Methods: Adult pts with MF seen at participating institutions from 2011 onwards in the Chicagoland area were included in this retrospective study. Pollution data (including 1,3-butadiene, benzene, diesel particulate matter (PM), polycyclic aromatic hydrocarbons and polycyclic organic matter (PAHPOM), and PM 2.5 µm, and Ozone) from the Center for Disease Control National Environmental Public Health Tracking Network and averaged estimated pollution from the National Air Toxics Assessment for years 2014 and 2017-2019, were joined with pt census tracts. Kruskall-Wallis rank sum tests and pairwise Wilcoxon rank sum tests were used to evaluate pollutant exposures by racial/ethnic groups. Kaplan-Meier survival analysis was used to compare overall survival between pts in the most and least polluted census tracts for each pollutant. Dynamic International Prognostic Scoring System Plus (DIPSS +) and pollution was evaluated using multinomial logistic regression.

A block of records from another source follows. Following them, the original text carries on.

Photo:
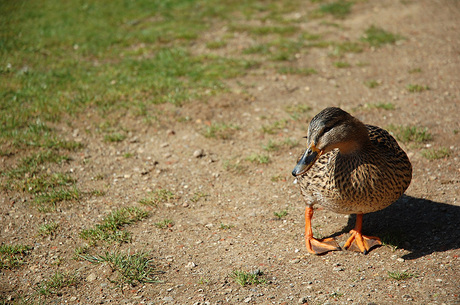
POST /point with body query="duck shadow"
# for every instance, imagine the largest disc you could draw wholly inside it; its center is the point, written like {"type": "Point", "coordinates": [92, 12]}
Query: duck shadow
{"type": "Point", "coordinates": [417, 225]}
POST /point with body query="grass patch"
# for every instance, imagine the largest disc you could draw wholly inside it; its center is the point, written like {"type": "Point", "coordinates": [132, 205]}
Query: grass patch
{"type": "Point", "coordinates": [12, 256]}
{"type": "Point", "coordinates": [338, 9]}
{"type": "Point", "coordinates": [413, 88]}
{"type": "Point", "coordinates": [377, 37]}
{"type": "Point", "coordinates": [244, 278]}
{"type": "Point", "coordinates": [56, 283]}
{"type": "Point", "coordinates": [410, 133]}
{"type": "Point", "coordinates": [435, 154]}
{"type": "Point", "coordinates": [132, 269]}
{"type": "Point", "coordinates": [110, 230]}
{"type": "Point", "coordinates": [158, 196]}
{"type": "Point", "coordinates": [280, 214]}
{"type": "Point", "coordinates": [48, 229]}
{"type": "Point", "coordinates": [400, 276]}
{"type": "Point", "coordinates": [259, 159]}
{"type": "Point", "coordinates": [341, 64]}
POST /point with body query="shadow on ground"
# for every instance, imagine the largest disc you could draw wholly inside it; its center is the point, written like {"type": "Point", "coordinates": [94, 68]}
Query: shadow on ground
{"type": "Point", "coordinates": [417, 225]}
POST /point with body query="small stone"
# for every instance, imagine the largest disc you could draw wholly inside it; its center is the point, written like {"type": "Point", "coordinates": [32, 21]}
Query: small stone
{"type": "Point", "coordinates": [91, 277]}
{"type": "Point", "coordinates": [198, 153]}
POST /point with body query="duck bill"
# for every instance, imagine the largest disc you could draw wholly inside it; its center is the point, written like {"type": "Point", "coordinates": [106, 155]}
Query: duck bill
{"type": "Point", "coordinates": [307, 160]}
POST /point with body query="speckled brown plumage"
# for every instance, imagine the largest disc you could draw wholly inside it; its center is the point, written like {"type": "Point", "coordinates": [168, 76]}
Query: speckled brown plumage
{"type": "Point", "coordinates": [350, 167]}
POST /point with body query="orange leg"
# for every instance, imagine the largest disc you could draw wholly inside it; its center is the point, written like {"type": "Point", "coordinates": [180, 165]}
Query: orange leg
{"type": "Point", "coordinates": [359, 242]}
{"type": "Point", "coordinates": [316, 246]}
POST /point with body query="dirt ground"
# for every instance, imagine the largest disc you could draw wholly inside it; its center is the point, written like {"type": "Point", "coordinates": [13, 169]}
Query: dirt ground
{"type": "Point", "coordinates": [232, 226]}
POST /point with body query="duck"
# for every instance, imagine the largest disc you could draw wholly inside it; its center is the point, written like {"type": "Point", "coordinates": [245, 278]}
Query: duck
{"type": "Point", "coordinates": [349, 167]}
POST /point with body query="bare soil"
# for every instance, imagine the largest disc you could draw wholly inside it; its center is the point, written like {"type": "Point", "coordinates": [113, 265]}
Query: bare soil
{"type": "Point", "coordinates": [234, 227]}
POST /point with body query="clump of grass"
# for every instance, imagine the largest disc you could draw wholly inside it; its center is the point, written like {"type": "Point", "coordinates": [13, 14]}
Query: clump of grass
{"type": "Point", "coordinates": [410, 133]}
{"type": "Point", "coordinates": [435, 154]}
{"type": "Point", "coordinates": [372, 83]}
{"type": "Point", "coordinates": [158, 196]}
{"type": "Point", "coordinates": [257, 158]}
{"type": "Point", "coordinates": [416, 88]}
{"type": "Point", "coordinates": [341, 64]}
{"type": "Point", "coordinates": [12, 256]}
{"type": "Point", "coordinates": [338, 9]}
{"type": "Point", "coordinates": [399, 276]}
{"type": "Point", "coordinates": [220, 131]}
{"type": "Point", "coordinates": [197, 196]}
{"type": "Point", "coordinates": [110, 230]}
{"type": "Point", "coordinates": [165, 223]}
{"type": "Point", "coordinates": [132, 269]}
{"type": "Point", "coordinates": [48, 229]}
{"type": "Point", "coordinates": [280, 214]}
{"type": "Point", "coordinates": [377, 37]}
{"type": "Point", "coordinates": [56, 282]}
{"type": "Point", "coordinates": [244, 278]}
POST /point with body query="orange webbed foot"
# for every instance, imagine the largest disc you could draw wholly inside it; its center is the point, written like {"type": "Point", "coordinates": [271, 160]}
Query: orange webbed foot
{"type": "Point", "coordinates": [361, 243]}
{"type": "Point", "coordinates": [321, 246]}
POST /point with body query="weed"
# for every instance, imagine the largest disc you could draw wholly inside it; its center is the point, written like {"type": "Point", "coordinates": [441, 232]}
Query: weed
{"type": "Point", "coordinates": [416, 88]}
{"type": "Point", "coordinates": [281, 214]}
{"type": "Point", "coordinates": [197, 196]}
{"type": "Point", "coordinates": [377, 37]}
{"type": "Point", "coordinates": [132, 269]}
{"type": "Point", "coordinates": [165, 223]}
{"type": "Point", "coordinates": [110, 229]}
{"type": "Point", "coordinates": [257, 158]}
{"type": "Point", "coordinates": [220, 131]}
{"type": "Point", "coordinates": [158, 196]}
{"type": "Point", "coordinates": [341, 64]}
{"type": "Point", "coordinates": [435, 154]}
{"type": "Point", "coordinates": [372, 83]}
{"type": "Point", "coordinates": [399, 276]}
{"type": "Point", "coordinates": [11, 256]}
{"type": "Point", "coordinates": [244, 278]}
{"type": "Point", "coordinates": [48, 229]}
{"type": "Point", "coordinates": [338, 9]}
{"type": "Point", "coordinates": [56, 282]}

Results: Our dataset contained 533 pts joined with tract-level pollution data. The median age at diagnosis was 65 yrs. Our data contained 71% non-Hispanic White (NHW), 17% non-Hispanic Black (NHB), 6% Hispanic, and 6 % non-Hispanic Other (NHO) pts. NHB pts were exposed to more Diesel PM, Benzene, 1,3-butadiene, PAHPOM, and PM 2.5 relative to NHW pts (p<0.05). Hispanic pts were more exposed to Benzene, Diesel PM, and PM 2.5 relative to NHW (p<0.05). NHO pts were exposed to more 1,3-butdiene, Diesel PM and PAHPOM relative to NHW (p<0.05). NHW pts were exposed to more ozone than other race/ethnicities (p<0.05). We found no statistically significant relationship between measured air pollutant exposure and DIPSS + scores. We evaluated median overall survival (mOS) between the most (quartile 4, Q4) and least (Q1) polluted tracts. mOS for 1,3-butadiene was 13.8 yrs vs 8.9 yrs in Q1 vs Q4 respectively (p=0.04). mOS for benzene was 13.8 yrs vs 9.5 yrs in Q1 vs Q4 respectively (p=0.21). mOS for Diesel PM was 13.8 yrs vs 9.5 yrs in Q1 vs Q4 respectively (p=0.06). mOS for PAHPOM was not reached in Q1 and was 7.4 yrs in Q4 (p=0.02). mOS for PM 2.5 was 13.8 and 6.6 yrs for Q1 vs Q4 respectively (p<0.01). Conversely, mOS for Ozone was 7.4 vs 13.8 for Q1 vs Q4 respectively (p=0.02).Conclusions: We found that pts who are not NHW are disproportionately exposed to environmental air pollutants except ozone. While pollutant exposure was not significantly related to DIPSS+ score, we found pts living in the most polluted census tracts for 1,3-butadiene, PAHPOM, and PM 2.5 had significantly decreased survival relative to those in the least polluted quartiles. Interestingly, NHW pts had greater exposure to ozone and pts in tracts most polluted with ozone had greater survival. Air pollution may be a significant driver of disparate outcomes in myelofibrosis. Further analysis is necessary to disentangle the effects of other social determinants on these outcomes. Pollutant misclassification from our data source may limit the ability to detect true associations. Multivariable analyses adjusting for other potential geospatial risk factors (tract-level segregation, disadvantage, affuence, etc.) along with age and gender will be conducted to better understand the impact of specific pollutant exposures with survival.